György Pálfi’s direction implies this is when the hen begins plotting her revenge, despite the hen being only an animal. There is no way it could plan, or even understand the consequences of its behaviour. But one little thing the hen does has major consequences for the restaurant owner, in ways neither human nor animal could have anticipated. But whether it might be possible for an animal to do these actions deliberately is the question Mr. Pálfi and his co-writer Zsófia Ruttkay want us to consider. The fact the hen’s story is told in the bleakest possible way, with humans behaving as badly as possible to each other, may well be realistic. It’s certainly dramatic. But it’s really not fun to watch. The horrors of what the people here do to each other are the only thing worse than how badly the animals are treated. Framing all this as revenge by the animal kingdom is a loud choice. The movie does not anthropomorphise its creatures, so this sense comes through via Réka Lemhényi’s excellent editing. It makes a powerful argument against battery farming and will certainly have people reconsidering how their dinners are made. That at least is a major achievement. When you think about how none of the animals filmed could have read the script, it makes it even harder to believe this could be so well done.

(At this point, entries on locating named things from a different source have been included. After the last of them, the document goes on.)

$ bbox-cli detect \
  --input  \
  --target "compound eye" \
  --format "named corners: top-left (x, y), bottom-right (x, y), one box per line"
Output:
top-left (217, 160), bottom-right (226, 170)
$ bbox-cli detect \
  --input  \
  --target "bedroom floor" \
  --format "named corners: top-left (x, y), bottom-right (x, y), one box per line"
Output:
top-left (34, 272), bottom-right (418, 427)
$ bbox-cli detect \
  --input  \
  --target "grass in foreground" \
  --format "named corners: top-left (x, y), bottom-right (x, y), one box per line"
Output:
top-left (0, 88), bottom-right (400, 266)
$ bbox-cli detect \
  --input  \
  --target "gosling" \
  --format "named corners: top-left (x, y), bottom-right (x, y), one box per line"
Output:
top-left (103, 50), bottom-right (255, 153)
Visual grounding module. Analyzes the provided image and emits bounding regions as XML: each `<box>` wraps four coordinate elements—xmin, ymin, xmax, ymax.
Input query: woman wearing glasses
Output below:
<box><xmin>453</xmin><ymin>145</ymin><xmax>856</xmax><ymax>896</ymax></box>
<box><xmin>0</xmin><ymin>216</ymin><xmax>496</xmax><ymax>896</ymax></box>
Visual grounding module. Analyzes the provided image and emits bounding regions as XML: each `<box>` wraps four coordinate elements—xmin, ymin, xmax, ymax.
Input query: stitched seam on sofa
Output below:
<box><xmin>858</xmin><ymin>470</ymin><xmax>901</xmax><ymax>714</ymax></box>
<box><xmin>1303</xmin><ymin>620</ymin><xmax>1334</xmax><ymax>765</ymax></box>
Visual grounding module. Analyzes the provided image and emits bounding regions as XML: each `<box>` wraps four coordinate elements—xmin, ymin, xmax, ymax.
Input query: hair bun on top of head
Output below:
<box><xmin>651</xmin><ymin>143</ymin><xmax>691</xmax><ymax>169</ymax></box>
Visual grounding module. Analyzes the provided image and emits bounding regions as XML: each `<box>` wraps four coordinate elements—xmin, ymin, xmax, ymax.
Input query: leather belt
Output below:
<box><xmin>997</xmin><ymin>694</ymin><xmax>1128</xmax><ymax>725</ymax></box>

That said, Hen leaves such a nasty taste in the mouth it’s hard to recommend. The curiosity is why this film was made. Is it a political attack on how people are currently treated in Greece? Is it a cluck of protest at the ways people acquire their cheap proteins? Or is it both? On the other hand, when the story here and the way in which it’s told is this fresh and unexpected, does the reason for its existence matter? The answer is kind of. Hen wants us to be on the side of its hen. This is understandable, but the fact is kindness to people is always more important that kindness to animals, and anything which implies that cruelty to humans is justified thanks to unkindness to animals is vicious indeed.

*The titular hens are named Eszti, Szandi, Feri, Enci, Eti, Enikő, Nóra, and Anett.

Hen will be in UK theaters on May 22, 2026.